Я повиновался. С моим высоким ростом пришлось согнуть колени, чтобы руки мои коснулись пламени. Друиды, стоявшие среди деревьев, начали петь: «Ты войдешь в огонь, но пламя никогда не причинит тебе боль!» Мне показалось, что бабушка слегка надавила мне плечи, пригибая еще ниже в костру. Волна жара облизнула меня, красно-золотые языки пламени обвились вокруг рук; запахло паленой шерстью — это огонь добрался до коротких волос на руках.
«Ты войдешь в огонь, но пламя никогда не причинит тебе боль!» — пели друиды.
Я долго держал руки в огне, до тех пор, пока пение не перешло в торжествующий рёв, а затем внезапно оборвалось. Я распрямился, испытывая легкое головокружение. Аберт и Граннус подняли мои руки вверх, показывая их всем собравшимся. Я тоже взглянул вверх. Кожа на руках оставалась чистой и неповрежденной.
Вздох облегчения прошелестел над Рощей. «Духи принимают тебя!» — воскликнул Диан Кет. Друиды столпились вокруг, рассматривая опаленные волоски на руках и нетронутую кожу. Кто-то спросил, почувствовал ли я боль?

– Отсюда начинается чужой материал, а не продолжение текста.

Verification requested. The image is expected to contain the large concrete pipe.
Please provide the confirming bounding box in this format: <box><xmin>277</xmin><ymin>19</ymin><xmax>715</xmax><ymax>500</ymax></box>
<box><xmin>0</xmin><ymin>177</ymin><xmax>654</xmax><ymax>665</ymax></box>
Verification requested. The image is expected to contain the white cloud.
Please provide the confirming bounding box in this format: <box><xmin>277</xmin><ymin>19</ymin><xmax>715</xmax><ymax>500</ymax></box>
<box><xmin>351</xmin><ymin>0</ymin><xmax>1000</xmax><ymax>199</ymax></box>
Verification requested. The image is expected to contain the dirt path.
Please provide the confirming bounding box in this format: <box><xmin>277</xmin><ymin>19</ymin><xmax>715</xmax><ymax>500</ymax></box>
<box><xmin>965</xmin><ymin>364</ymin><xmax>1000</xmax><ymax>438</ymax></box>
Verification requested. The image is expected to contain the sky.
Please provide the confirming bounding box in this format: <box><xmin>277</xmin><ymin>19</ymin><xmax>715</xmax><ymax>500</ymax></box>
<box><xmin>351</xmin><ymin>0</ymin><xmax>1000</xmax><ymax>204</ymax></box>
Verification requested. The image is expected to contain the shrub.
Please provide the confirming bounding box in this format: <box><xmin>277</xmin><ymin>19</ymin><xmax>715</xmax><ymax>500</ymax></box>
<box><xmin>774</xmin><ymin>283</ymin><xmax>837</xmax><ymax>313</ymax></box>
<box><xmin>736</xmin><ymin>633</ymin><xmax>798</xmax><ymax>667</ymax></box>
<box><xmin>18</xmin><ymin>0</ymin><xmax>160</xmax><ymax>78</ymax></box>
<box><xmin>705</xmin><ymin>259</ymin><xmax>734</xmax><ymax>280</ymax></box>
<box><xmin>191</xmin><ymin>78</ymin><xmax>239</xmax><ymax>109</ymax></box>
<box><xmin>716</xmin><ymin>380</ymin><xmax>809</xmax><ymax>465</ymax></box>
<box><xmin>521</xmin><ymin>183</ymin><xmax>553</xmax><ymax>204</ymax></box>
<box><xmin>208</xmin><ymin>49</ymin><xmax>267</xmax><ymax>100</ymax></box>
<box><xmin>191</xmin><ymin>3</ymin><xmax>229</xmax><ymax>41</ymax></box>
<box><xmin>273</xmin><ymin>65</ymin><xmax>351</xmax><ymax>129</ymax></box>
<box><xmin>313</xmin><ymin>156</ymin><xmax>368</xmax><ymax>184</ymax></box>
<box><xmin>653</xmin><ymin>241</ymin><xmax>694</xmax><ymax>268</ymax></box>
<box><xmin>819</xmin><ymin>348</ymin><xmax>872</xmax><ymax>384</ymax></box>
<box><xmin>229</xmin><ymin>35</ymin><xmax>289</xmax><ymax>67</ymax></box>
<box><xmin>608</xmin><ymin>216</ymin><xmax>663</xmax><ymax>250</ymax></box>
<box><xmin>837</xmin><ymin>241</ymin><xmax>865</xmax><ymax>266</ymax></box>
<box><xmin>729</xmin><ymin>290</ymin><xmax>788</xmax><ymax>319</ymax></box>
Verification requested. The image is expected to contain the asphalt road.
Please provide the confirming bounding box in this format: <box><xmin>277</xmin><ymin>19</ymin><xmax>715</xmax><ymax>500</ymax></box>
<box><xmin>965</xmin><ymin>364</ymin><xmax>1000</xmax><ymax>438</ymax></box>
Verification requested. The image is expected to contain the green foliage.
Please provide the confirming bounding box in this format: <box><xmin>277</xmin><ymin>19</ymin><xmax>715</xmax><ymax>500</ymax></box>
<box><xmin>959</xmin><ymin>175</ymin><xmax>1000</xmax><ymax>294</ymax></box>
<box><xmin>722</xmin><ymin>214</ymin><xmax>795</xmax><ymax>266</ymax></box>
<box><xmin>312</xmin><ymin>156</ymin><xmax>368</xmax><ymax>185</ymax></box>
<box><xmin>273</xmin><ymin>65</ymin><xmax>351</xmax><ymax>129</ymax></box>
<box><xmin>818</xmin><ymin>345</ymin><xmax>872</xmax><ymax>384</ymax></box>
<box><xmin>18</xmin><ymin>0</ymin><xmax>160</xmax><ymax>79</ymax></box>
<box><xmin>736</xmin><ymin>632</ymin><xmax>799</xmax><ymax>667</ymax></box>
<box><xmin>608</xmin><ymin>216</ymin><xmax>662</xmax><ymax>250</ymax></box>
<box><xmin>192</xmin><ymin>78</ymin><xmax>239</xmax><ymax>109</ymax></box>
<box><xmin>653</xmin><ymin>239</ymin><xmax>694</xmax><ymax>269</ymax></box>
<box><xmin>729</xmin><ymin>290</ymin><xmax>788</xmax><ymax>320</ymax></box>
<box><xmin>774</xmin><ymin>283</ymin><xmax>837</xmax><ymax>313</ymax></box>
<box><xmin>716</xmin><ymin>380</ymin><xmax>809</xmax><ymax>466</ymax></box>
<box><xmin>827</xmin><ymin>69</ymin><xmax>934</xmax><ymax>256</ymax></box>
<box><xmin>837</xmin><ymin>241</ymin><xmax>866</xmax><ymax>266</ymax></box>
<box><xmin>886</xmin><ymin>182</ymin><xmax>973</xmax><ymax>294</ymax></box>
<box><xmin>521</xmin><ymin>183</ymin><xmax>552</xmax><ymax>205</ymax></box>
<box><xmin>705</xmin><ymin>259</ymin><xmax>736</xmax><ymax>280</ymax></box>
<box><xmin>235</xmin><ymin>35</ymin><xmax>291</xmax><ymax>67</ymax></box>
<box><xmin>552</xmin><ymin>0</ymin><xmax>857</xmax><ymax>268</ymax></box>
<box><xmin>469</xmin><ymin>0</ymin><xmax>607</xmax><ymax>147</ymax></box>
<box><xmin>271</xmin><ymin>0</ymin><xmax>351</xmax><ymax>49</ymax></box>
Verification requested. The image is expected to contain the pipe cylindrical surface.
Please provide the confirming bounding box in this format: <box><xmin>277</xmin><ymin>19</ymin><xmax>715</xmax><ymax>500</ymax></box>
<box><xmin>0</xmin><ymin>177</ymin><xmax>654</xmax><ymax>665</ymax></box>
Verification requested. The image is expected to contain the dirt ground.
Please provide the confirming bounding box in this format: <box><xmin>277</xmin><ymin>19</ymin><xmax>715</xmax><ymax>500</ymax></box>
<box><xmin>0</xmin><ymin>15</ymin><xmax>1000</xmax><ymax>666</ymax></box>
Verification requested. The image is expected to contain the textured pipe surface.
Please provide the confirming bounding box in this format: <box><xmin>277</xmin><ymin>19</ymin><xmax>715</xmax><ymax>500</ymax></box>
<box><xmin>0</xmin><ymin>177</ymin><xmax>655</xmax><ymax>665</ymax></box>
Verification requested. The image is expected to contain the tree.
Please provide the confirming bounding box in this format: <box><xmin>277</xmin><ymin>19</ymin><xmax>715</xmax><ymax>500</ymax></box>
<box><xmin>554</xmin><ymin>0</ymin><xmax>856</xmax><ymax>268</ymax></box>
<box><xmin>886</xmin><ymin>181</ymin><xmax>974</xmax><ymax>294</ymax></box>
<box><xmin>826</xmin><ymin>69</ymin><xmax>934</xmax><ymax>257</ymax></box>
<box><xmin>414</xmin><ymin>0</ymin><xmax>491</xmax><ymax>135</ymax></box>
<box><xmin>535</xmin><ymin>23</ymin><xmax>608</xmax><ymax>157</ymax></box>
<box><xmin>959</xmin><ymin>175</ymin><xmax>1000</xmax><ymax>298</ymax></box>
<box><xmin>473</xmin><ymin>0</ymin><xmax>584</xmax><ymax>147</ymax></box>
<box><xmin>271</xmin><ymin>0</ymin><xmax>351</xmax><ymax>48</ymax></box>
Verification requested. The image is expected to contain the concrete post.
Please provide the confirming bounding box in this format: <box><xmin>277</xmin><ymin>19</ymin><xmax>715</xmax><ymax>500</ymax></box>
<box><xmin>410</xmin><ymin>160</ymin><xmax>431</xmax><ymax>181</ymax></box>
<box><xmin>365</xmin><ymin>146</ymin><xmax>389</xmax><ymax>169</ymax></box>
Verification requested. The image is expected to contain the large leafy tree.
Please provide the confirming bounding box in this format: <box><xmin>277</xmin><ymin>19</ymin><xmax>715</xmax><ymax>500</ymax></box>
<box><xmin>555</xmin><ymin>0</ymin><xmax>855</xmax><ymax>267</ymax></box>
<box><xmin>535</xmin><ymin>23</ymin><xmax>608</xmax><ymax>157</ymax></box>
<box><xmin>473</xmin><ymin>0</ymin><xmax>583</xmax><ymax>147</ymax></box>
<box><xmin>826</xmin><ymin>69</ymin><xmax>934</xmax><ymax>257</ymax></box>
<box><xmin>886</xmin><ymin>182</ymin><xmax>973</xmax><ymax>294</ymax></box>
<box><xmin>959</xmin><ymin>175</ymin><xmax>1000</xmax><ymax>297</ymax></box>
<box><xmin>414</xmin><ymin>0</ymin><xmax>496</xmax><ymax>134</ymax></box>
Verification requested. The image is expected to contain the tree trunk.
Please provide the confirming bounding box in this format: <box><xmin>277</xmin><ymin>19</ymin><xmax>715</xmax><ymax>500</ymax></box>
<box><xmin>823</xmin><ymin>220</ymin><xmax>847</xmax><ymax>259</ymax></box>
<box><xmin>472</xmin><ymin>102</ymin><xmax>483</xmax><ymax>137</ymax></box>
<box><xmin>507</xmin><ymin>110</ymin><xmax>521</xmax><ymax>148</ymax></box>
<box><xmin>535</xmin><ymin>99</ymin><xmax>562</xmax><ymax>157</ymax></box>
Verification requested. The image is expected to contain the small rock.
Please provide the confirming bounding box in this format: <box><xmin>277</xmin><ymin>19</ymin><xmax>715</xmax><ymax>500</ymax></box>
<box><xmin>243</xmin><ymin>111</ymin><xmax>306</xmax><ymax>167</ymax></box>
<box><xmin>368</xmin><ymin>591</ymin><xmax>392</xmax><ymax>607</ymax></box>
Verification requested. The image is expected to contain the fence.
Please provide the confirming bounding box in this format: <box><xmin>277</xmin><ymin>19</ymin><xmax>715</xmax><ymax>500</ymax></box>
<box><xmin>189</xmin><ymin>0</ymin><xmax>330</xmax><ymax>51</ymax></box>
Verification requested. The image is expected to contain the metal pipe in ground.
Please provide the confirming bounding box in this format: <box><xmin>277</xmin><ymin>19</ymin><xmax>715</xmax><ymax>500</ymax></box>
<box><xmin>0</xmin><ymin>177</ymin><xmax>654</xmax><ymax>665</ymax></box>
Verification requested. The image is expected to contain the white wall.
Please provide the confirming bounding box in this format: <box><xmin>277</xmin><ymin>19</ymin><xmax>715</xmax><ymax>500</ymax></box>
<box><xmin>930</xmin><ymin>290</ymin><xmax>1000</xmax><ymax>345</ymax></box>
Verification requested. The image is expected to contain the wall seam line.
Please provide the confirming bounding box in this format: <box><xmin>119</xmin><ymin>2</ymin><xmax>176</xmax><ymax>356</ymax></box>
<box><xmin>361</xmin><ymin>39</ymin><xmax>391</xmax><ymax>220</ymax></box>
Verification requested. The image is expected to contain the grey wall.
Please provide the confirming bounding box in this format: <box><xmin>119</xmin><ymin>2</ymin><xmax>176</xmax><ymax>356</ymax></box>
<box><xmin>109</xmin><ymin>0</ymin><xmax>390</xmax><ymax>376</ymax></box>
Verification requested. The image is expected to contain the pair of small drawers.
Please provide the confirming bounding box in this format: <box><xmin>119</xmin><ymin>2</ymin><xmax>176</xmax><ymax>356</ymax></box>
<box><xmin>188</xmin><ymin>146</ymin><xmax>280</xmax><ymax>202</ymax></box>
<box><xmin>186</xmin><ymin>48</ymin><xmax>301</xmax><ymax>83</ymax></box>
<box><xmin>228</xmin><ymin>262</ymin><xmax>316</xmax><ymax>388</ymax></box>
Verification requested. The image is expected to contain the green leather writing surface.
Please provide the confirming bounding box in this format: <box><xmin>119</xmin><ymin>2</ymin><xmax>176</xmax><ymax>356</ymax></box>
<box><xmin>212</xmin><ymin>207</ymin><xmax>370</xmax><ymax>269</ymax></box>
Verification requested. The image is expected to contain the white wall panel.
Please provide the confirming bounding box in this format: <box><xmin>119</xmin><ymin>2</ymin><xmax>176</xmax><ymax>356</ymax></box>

— Нет, — ответил я, и это была правда. Боли не было. Не было ничего, кроме внутреннего спокойствия, подобного тишине заснеженных полей.
— Покажи руки деревьям, — сказал Аберт.
Я снова поднял руки и медленно повернул ладони к солнцу.
Костер погасили, присыпали землей и отправились в поселок. Орден Мудрых снова существовал в полном составе. Друиды шли позади меня; нет, не рядом со мной. Главный друид должен быть один.
Глава семнадцатая
— Если тебе интересно, я за тебя не голосовала, — сказала Сулис.
— Да все нормально. Я бы тоже не стал за себя голосовать.
Она пришла ко мне с одним из вопросов, решение которых зависело от главного друида. Надо было выбрать: какие грибы использовать при окуривании больной головы для снятия боли. Одни грибы кончились, но годились другие. Сулис была целителем и травником, и сама решала, какое снадобье нужно больному, но любое изменение ритуала требовало одобрения главного друида.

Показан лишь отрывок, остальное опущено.